Thomagata

Creature information
- Other name(s): Fomagata or Cacique Rabón
- Grouping: cacique
- Sub grouping: zaque
- Similar entities: Goranchacha Tutazúa (brother)
- Folklore: Muisca mythology

Origin
- Country: Muisca Confederation
- Region: Altiplano Cundiboyacense Colombia
- Habitat: Hunza

= Thomagata =

Mythical cacique

Thomagata or Fomagata was a mythical cacique who was said to have been zaque of Hunza, present-day Tunja, Colombia, then part of the Muisca Confederation. He is remembered as one of the most religious in the history of the zaques, after Idacansás.

== Background ==
In the centuries before the arrival of the Spanish conquistadors, the central highlands of Colombia were ruled by zaques (northern Muisca Confederation) and zipas (southern territories of the Muisca). The first confirmed human zaque and zipa were respectively Hunzahúa and Meicuchuca, inaugurated in 1450. The time before those rulers are based on Folklore.

== Mythography ==
Thomagata allegedly had a tail, as that of a jaguar that reached to the ground, hence the name Cacique Rabón ("Taily Chief"). Thomagata had four ears and only one eye because he was blind on the other.

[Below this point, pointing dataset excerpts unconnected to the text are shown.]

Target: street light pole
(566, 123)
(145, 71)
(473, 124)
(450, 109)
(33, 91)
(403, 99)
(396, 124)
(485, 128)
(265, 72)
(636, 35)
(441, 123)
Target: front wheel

Thomagata was a saint, traveling each night between Tunja and the Temple of the Sun in Sugamuxi along the Iraka Valley. His walks were a pilgrimage, ten times back and forth, praying in the sacred sites he encountered on his way. Muisca traditions tell he was so holy that whom he made angry, he converted into a snake, lizard or other animal. Thomagata got this ability from Idacansás and the Sun.

Thomagata looked upon his vassals with disrespect and turned them into animals, so the Muisca didn't dare look him in the face. Zaque Tomaghata never married.

Bishop Lucas Fernández de Piedrahita, chronicler of most of the Muisca mythology and traditions, wrote in the 17th century about Thomagata:

...habiéndose inclinado en su mocedad al matrimonio y queriéndolo efectuar, reconoció que estaba inhabilitado para ello porque desagradado el Sol de semejante pretensión y empeñado en que le sucediese en el reino Tutazúa, su hermano, lo despojó la noche antes de la potencia germinativa, por lo cual vivió toda la vida en celibato y después de ciento y tantos años murió...

translated as

...having tended towards marriage in his youth and wanting to carry that out, he recognized that he was unable for that because the Sun was too ambitious and determined that Tutazúa, his brother, would succeed the reign of the zacazgo ["kingdom"], [the Sun] deprived him from his genital power so he lived all his life in celibacy and after more than 100 years he died...

Tutazúa succeeded Thomagata as cacique of Hunza. In the Chibcha language Tutazúa means "son of the Sun". The first confirmed human zaque of the northern Muisca, Hunzahúa, is said to have descended from Thomagata.

=== Named after Thomagata ===
Thomagata Patera, a volcano on Jupiter's moon Io has been named after Thomagata.